2°/ qu'en disant que les conclusions de la société Techem « se limitent à présenter l'objet de la demande décliné d'abord en fait puis en droit » pour conclure qu'il n'existait aucune discussion des prétentions et des moyens et ainsi débouter la société Techem de l'ensemble de ses demandes quand ces moyens figuraient explicitement dans les écritures de celle-ci dans une partie intitulée « En Droit », la cour d'appel a dénaturé lesdites conclusions en violation de l'article 4 du code de procédure civile. »

Réponse de la Cour

Vu l'article 954, alinéas 2 et 3, du code de procédure civile, dans leur rédaction issue du décret n° 2017-891 du 6 mai 2017 et l'obligation pour le juge de ne pas dénaturer l'écrit qui lui est soumis :

5. Aux termes du deuxième alinéa de ce texte, les conclusions comprennent distinctement un exposé des faits et de la procédure, l'énoncé des chefs de jugement critiqués, une discussion des prétentions et des moyens ainsi qu'un dispositif récapitulant les prétentions et si, dans la discussion, des moyens nouveaux par rapport aux précédentes écritures sont invoqués au soutien des prétentions, ils sont présentés de manière distincte.

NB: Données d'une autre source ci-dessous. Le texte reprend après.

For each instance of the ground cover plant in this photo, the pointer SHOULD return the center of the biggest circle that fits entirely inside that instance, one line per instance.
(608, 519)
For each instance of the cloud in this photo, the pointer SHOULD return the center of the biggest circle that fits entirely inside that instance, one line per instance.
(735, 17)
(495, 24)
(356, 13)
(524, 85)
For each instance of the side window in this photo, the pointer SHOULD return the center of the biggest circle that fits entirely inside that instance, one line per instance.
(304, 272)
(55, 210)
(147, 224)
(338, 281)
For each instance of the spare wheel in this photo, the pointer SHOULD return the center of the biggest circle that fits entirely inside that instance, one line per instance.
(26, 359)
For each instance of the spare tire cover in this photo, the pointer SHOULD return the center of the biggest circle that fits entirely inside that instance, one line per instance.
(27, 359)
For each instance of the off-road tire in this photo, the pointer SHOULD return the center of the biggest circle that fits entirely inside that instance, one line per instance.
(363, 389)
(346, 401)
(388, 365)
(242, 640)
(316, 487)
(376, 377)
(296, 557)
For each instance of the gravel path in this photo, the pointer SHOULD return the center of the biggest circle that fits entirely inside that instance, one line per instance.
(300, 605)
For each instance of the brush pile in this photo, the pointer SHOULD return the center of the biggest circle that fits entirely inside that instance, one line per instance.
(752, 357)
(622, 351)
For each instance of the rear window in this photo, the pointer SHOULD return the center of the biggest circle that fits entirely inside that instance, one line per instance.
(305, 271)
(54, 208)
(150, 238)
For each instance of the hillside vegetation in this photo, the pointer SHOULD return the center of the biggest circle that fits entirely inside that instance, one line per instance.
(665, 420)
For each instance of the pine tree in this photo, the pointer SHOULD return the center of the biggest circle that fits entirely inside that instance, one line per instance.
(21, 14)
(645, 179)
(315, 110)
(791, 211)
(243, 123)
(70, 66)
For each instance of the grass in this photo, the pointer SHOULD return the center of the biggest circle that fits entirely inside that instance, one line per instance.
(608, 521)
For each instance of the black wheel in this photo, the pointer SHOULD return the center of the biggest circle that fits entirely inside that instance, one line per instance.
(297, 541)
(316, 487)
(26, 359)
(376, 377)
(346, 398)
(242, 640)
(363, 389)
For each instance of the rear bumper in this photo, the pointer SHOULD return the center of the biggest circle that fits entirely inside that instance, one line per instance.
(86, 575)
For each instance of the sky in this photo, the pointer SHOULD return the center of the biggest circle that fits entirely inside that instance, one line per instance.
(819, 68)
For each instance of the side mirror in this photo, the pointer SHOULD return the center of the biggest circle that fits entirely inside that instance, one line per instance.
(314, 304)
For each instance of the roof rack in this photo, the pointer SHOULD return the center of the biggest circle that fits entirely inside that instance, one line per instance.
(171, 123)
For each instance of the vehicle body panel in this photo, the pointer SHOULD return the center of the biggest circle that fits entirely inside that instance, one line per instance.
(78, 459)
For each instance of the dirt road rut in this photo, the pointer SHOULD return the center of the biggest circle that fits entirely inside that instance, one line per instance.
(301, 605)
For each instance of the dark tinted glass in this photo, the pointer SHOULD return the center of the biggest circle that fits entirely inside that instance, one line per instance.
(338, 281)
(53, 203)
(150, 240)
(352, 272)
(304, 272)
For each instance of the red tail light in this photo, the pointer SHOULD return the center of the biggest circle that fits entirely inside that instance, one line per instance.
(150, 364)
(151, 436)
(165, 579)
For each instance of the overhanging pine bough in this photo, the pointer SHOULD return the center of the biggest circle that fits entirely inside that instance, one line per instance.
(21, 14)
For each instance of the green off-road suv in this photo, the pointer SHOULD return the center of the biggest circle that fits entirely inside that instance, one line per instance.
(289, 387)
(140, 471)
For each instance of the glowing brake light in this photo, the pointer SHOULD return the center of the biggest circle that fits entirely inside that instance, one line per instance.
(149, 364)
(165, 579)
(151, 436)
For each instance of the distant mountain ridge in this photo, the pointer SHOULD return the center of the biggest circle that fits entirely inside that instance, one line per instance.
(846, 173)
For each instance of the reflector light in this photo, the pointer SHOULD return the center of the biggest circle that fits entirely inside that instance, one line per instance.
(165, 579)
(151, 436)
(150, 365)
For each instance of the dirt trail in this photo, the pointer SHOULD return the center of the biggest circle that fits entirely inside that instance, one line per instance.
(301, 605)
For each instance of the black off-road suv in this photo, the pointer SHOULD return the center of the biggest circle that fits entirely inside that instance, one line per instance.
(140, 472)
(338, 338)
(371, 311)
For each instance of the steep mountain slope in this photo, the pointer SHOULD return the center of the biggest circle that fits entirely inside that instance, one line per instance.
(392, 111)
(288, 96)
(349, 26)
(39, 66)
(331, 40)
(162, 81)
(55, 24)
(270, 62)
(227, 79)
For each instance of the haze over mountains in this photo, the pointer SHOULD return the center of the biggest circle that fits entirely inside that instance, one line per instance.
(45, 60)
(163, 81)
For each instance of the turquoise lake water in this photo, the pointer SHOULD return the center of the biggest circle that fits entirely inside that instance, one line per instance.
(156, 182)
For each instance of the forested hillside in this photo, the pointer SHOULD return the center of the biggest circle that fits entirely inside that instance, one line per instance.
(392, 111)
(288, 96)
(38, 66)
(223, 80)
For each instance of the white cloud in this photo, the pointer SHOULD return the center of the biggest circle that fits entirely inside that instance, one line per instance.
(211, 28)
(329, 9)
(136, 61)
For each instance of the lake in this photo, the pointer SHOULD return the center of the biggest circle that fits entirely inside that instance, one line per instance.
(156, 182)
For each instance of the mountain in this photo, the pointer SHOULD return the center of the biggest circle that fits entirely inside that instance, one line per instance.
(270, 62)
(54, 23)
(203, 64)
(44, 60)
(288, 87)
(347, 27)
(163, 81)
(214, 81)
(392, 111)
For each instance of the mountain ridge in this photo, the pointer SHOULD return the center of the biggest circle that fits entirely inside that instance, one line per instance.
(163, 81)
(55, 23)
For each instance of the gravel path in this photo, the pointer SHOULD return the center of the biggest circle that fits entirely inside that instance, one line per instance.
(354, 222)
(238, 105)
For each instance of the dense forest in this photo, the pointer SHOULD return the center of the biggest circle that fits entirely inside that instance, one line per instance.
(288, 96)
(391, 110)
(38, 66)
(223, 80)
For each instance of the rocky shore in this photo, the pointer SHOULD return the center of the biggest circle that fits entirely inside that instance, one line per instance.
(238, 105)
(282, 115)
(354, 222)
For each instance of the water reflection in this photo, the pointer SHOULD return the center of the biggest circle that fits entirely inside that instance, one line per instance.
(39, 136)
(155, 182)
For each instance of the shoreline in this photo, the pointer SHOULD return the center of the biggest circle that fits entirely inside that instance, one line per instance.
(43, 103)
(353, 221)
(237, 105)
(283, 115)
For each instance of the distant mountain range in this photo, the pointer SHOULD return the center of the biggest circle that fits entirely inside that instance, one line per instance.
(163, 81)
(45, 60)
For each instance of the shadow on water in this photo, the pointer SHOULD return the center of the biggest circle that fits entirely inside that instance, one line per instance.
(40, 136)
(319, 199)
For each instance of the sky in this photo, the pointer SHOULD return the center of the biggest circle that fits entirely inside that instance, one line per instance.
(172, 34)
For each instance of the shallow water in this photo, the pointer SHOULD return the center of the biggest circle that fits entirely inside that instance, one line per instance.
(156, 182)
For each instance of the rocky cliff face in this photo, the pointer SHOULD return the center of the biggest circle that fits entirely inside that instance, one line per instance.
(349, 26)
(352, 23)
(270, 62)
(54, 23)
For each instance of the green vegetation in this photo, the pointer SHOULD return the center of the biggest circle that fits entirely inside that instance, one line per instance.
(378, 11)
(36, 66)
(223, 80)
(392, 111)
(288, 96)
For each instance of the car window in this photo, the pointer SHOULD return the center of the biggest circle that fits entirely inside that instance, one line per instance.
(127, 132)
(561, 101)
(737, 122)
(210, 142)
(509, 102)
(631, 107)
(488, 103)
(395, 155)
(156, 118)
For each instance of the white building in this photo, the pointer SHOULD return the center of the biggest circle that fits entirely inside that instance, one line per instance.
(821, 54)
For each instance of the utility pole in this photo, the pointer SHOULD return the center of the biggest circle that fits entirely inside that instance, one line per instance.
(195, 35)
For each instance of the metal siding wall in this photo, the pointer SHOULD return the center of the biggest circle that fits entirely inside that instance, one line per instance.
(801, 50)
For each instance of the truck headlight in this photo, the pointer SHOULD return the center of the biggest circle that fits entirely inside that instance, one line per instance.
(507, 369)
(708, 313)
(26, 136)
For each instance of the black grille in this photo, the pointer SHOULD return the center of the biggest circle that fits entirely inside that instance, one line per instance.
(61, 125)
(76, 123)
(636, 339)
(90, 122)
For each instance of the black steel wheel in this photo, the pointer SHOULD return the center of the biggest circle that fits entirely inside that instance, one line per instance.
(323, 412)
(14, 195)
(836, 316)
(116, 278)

6. Le troisième alinéa de ce texte dispose que la cour ne statue que sur les prétentions énoncées au dispositif et n'examine les moyens au soutien de ces prétentions que s'ils sont invoqués dans la discussion.

7. Ces dispositions, qui imposent la présentation, dans les conclusions, des prétentions ainsi que des moyens soutenus à l'appui de ces prétentions, ont pour finalité de permettre, en introduisant une discussion, de les distinguer de l'exposé des faits et de la procédure, de l'énoncé des chefs de jugement critiqués et du dispositif récapitulant les prétentions. Elles tendent à assurer une clarté et une lisibilité des écritures des parties.

8. Elles n'exigent pas que les prétentions et les moyens contenus dans les conclusions d'appel figurent formellement sous un paragraphe intitulé « discussion ». Il importe que ces éléments apparaissent de manière claire et lisible dans le corps des conclusions.

9. Pour confirmer le jugement, l'arrêt retient que les conclusions de l'appelante ne comprenant aucune partie discussion au sens de l'article 954, alinéas 2 et 3, du code de procédure civile puisque qu'elles se limitent à présenter l'objet de la demande décliné d'abord en fait puis en droit, de sorte que la cour d'appel, qui n'a pas à répondre au moindre moyen invoqué dans une partie discussion, ne peut que confirmer le jugement, sans qu'il soit utile d'examiner la question de la recevabilité des moyens nouveaux opposée par les intimés.

10. En statuant ainsi, alors que les conclusions de l'appelante distinguaient, dans la partie « en droit », les prétentions ainsi que les moyens soutenus en appel à l'appui des prétentions, la cour d'appel, qui a ajouté au texte une condition qu'il ne prévoit pas, a violé le texte et le principe susvisés.

PAR CES MOTIFS, la Cour :

CASSE ET ANNULE, en toutes ses dispositions, l'arrêt rendu le 19 janvier 2021, entre les parties, par la cour d'appel d'Amiens ;

Remet l'affaire et les parties dans l'état où elles se trouvaient avant cet arrêt et les renvoie devant la cour d'appel de Douai.